Here is a good video explanation of the ExT5: Towards Extreme Multi-Task Scaling for Transfer Learning paper. My hypothesis is that including as many natural language types of tasks as possible helps the model to develop a more generalized way to access the information stored in the model. I think the number of different concepts introduced by variations in task might end up being the key variable for getting more generalization. The Google FLAN paper made some steps in this direction, but their prompt variation did not introduce that many new concepts. For example, many of the instructional templates appear to vary over the location of the task components (before the prompt, after the prompt, or premise before and hypothesis and answers after). It seems like there are only two overarching concepts in the templates for most data set: what and where. 1) What is the task to be done (typically only one of these per dataset)? (e.g., comparison, progression, conclusion, factual knowledge, arithmetic operations, summarization). 2) Where are the components to get the information for the task? (before, interspersed, after).
In other words, I think you could get even better results by training the language model simultaneously with as many specific natural language tasks as possible, but also include programmatic prompt variation like FLAN (with as many conceptual variations of prompt as possible). I have developed an initial list of instructional templates that introduce additional concepts that can be used to vary prompting.

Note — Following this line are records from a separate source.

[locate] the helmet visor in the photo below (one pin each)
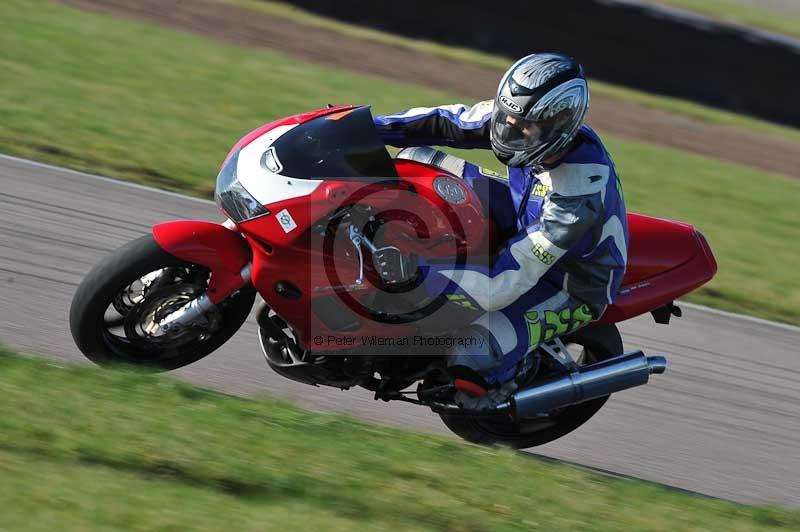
(535, 134)
(516, 134)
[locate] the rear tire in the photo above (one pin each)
(602, 342)
(100, 292)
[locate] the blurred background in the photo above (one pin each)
(695, 99)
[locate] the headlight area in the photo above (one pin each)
(232, 197)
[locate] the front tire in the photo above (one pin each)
(141, 280)
(599, 343)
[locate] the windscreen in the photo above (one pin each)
(342, 146)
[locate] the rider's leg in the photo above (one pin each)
(499, 341)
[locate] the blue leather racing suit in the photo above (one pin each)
(568, 236)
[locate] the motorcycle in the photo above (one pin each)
(328, 228)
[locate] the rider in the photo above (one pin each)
(561, 207)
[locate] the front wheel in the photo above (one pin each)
(116, 310)
(598, 343)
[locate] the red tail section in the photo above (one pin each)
(666, 260)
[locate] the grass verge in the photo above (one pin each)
(83, 448)
(501, 63)
(161, 107)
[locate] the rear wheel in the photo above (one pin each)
(598, 343)
(115, 313)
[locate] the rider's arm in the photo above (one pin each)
(455, 125)
(570, 212)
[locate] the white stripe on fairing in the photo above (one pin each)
(265, 186)
(113, 181)
(494, 293)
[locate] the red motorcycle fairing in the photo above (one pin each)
(666, 260)
(291, 263)
(208, 244)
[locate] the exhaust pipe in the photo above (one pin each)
(589, 382)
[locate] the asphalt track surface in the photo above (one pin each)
(723, 421)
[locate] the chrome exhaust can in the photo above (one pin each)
(589, 382)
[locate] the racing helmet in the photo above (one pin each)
(540, 106)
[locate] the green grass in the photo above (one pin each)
(500, 63)
(89, 449)
(161, 107)
(785, 20)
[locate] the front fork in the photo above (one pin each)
(218, 247)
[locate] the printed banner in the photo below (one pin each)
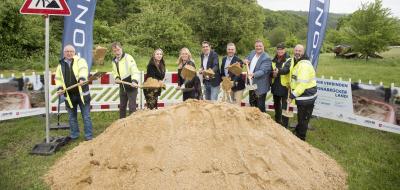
(360, 104)
(317, 21)
(78, 28)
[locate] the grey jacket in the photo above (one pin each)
(261, 72)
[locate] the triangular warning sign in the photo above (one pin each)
(45, 7)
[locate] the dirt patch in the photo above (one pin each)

1). binary choice (also with synonym variations for answers-T,F,True,False,Yes,No,Y,N,YES,NO)
2). multiple choice (also with variations for referencing-A,B,C,D, correct word or sentence identified from a list)

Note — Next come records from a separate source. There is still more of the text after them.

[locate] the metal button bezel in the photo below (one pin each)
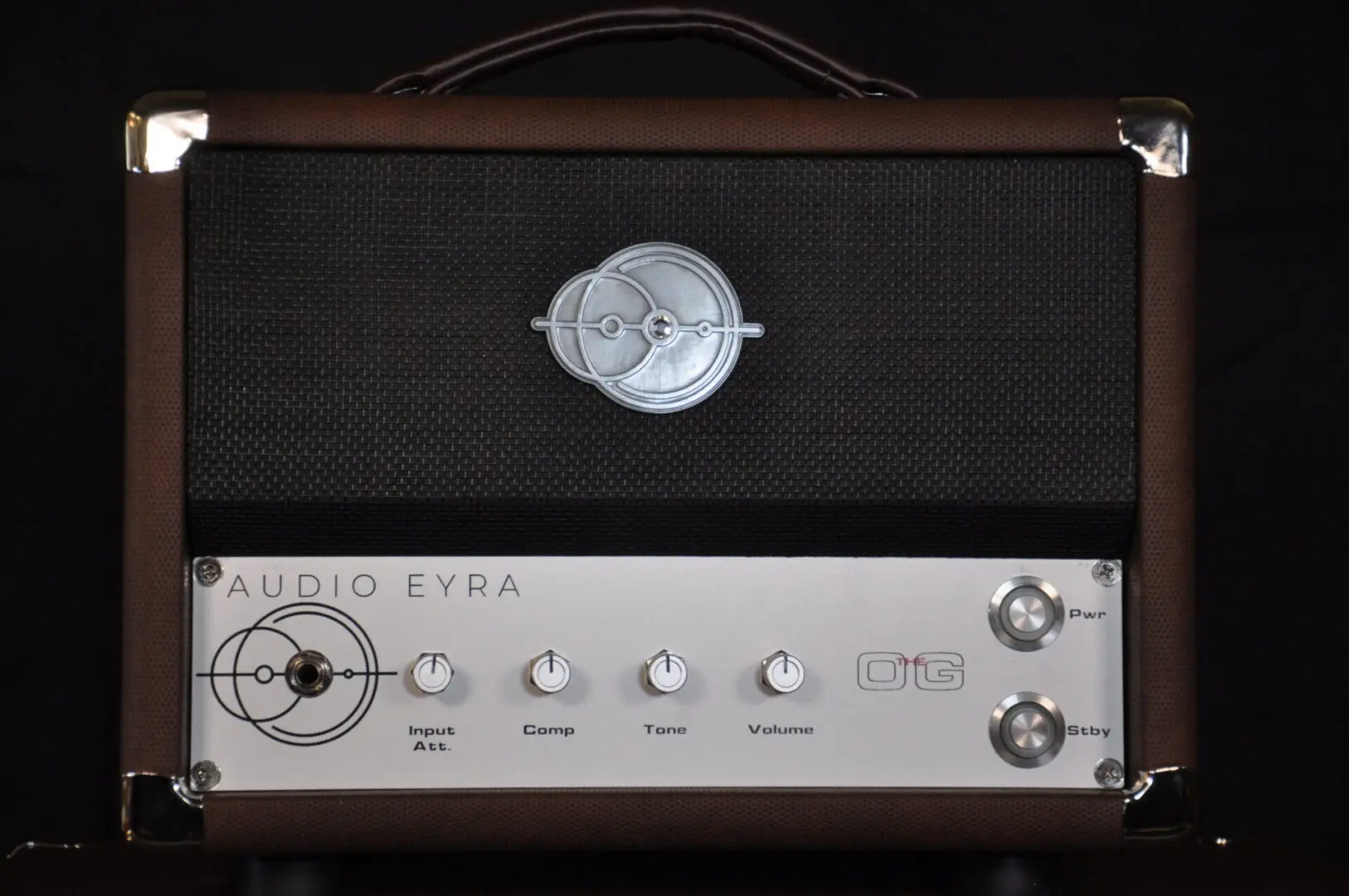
(1053, 601)
(999, 738)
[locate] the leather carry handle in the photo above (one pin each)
(804, 64)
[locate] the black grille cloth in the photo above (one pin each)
(948, 362)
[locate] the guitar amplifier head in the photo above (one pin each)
(529, 473)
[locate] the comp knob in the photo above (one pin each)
(432, 672)
(549, 672)
(782, 672)
(1027, 729)
(667, 672)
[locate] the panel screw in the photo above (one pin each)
(208, 571)
(1109, 773)
(1107, 572)
(204, 777)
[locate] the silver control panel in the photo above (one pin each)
(620, 672)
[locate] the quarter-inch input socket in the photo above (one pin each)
(309, 674)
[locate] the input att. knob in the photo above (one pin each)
(667, 672)
(782, 672)
(549, 672)
(432, 672)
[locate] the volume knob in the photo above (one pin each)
(782, 672)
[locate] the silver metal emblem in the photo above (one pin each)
(656, 327)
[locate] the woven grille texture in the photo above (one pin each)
(948, 361)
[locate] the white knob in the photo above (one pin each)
(549, 672)
(432, 672)
(667, 672)
(782, 672)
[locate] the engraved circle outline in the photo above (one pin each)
(370, 684)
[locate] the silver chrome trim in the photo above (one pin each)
(177, 811)
(1161, 803)
(1157, 129)
(162, 127)
(1000, 629)
(32, 845)
(1006, 706)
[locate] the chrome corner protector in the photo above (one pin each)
(162, 127)
(1157, 129)
(32, 845)
(157, 809)
(1161, 805)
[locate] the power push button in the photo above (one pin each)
(1025, 613)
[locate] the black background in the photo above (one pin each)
(1264, 80)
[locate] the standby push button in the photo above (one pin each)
(1025, 613)
(1027, 729)
(549, 672)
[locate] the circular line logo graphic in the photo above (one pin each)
(656, 327)
(247, 674)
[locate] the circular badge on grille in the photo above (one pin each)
(656, 327)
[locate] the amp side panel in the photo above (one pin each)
(1162, 704)
(154, 592)
(392, 821)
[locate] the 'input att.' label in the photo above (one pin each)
(933, 671)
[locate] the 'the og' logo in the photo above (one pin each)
(934, 671)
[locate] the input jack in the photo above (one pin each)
(309, 674)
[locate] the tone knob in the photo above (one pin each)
(432, 672)
(667, 672)
(1027, 729)
(549, 672)
(1025, 613)
(782, 672)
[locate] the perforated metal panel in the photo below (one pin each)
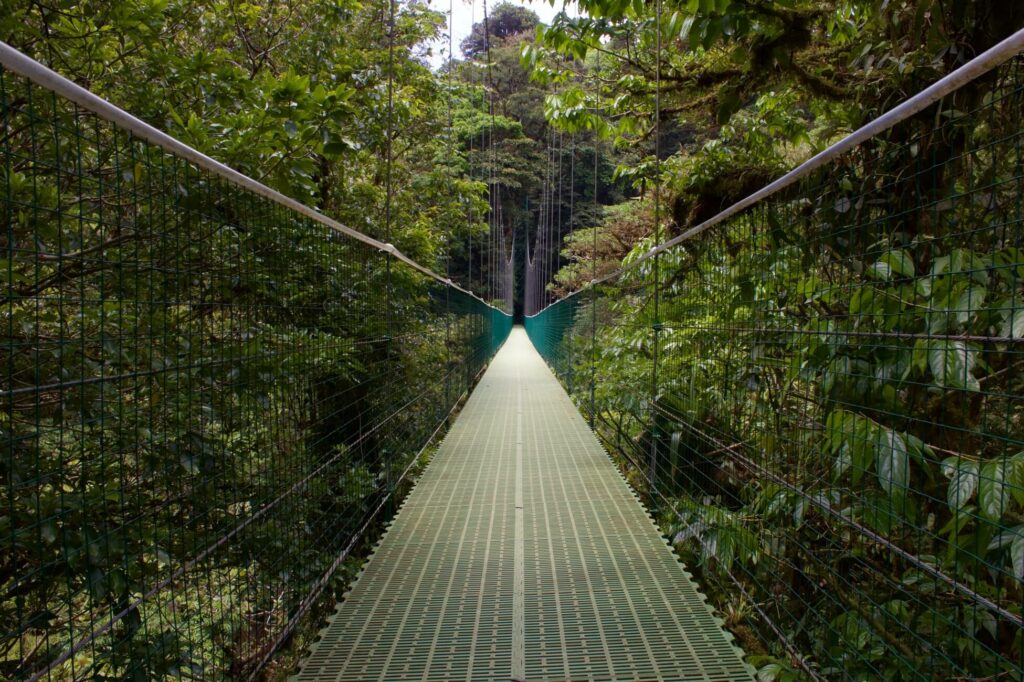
(522, 554)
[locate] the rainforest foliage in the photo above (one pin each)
(819, 394)
(620, 125)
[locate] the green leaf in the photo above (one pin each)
(963, 476)
(951, 364)
(1013, 324)
(993, 497)
(893, 262)
(892, 461)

3). multiple choice with more than one correct answer or no correct answers
4). synthesize answer from scrambled answer (correct sentence/word scrambled in various ways: spaces removed, split and rearranged)
5). errors introduced (typos, wrong spacing, wrong punctuation, wrong word used-“We went over to they’re house.”, wrong tense, wrong plurality/singularity)
6). order of information to be compared
7). synonym substitutions
8). string operations (split into parts, split into phonemes, split out prefix/suffix)
This could be a useful start to a research project on developing even more versatile and accurate models that respond in the way we usually desire.